Various non-legally binding soft law instruments containing AI rules are already in place. For example, in 2019, the G7 and G20 agreed on principles for dealing with AI. This includes using AI to achieve inclusive and sustainable growth and promote a human-rights centred AI approach. These principles are closely aligned to the OECD AI Principles.

National law with international significance

Through their national legislation, countries such as the US and China, which are driving forces in AI development, indirectly influence how AI is developed and dealt with in other countries. In such cases, national legal norms acquire international significance.

The industry's technical standards and self-binding rules

Standards organisations such as the International Organization for Standardization (ISO), the International Electrotechnical Commission (IEC) and the International Telecommunication Union (ITU) set technical standards. In AI this means, for example, standardising how AI-controlled robotic nutritional advisers and smarthome devices are supposed to work. For the industry, standardisation processes play a key role and are, in some cases, declared nationally or internationally binding. Numerous technology companies also publish self-binding statements on ethical issues in dealing with AI. In doing so, they often refer to international law.

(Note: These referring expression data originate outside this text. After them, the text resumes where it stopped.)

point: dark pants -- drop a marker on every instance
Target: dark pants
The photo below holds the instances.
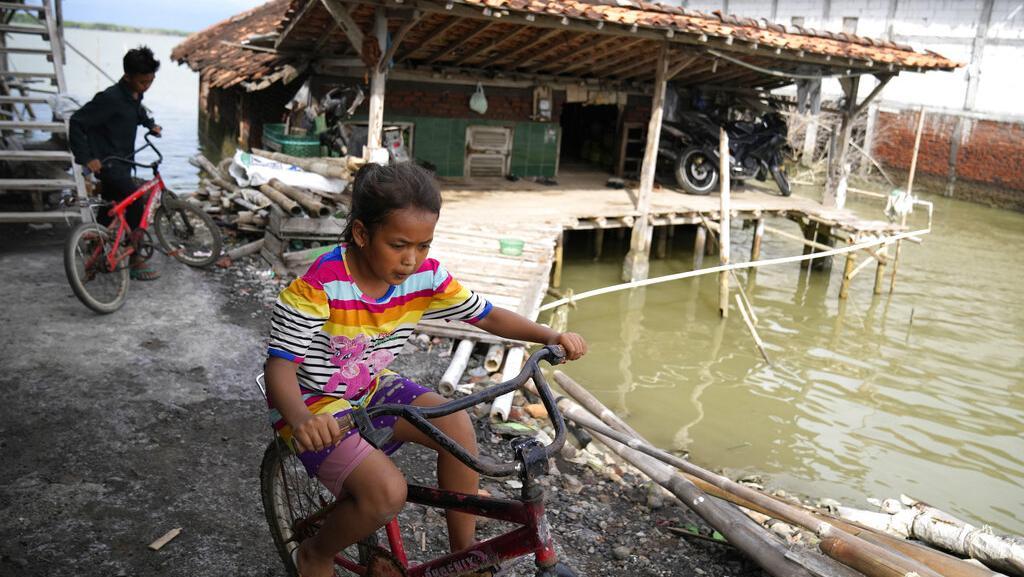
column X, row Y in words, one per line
column 116, row 188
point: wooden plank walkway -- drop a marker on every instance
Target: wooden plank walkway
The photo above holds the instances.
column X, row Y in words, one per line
column 476, row 213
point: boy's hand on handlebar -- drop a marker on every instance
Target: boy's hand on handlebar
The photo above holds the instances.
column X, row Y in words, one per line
column 573, row 344
column 316, row 433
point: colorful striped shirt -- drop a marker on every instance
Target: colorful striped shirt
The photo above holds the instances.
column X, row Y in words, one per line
column 342, row 338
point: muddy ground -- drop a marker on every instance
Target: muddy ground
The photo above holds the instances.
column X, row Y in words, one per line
column 115, row 429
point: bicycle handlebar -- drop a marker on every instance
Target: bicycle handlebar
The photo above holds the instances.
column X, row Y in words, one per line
column 418, row 416
column 148, row 145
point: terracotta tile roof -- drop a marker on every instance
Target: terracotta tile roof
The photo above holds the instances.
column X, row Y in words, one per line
column 215, row 52
column 528, row 39
column 716, row 25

Technological advances create facts

designing their products, tech giants create facts in need of legal and technical standardisation. One example of this was Apple's planned roll-out of an AI-enabled content filter to combat child pornography. This filter was, however, too far ahead of the times when it came to issues of privacy and data protection. Its roll-out was postponed. The CSAM detection system could be seen as setting a precedent that could influence future AI rules and standards.

AI with Trust – a conference held to harmonise AI

Building trust in AI has become a key concern for the industry, the scientific community, lawmakers, standards developers and compliance assessors. In light of this, the Federal Department of Foreign Affairs (FDFA), together with the International Electrotechnical Commission (IEC), is organising a conference for experts – AI with Trust – in Geneva on 16 and 17 May 2022. The aim of the conference is to analyse the interplay between legislation, standardisation and conformity assessment, and to define steps towards harmonising international efforts for AI.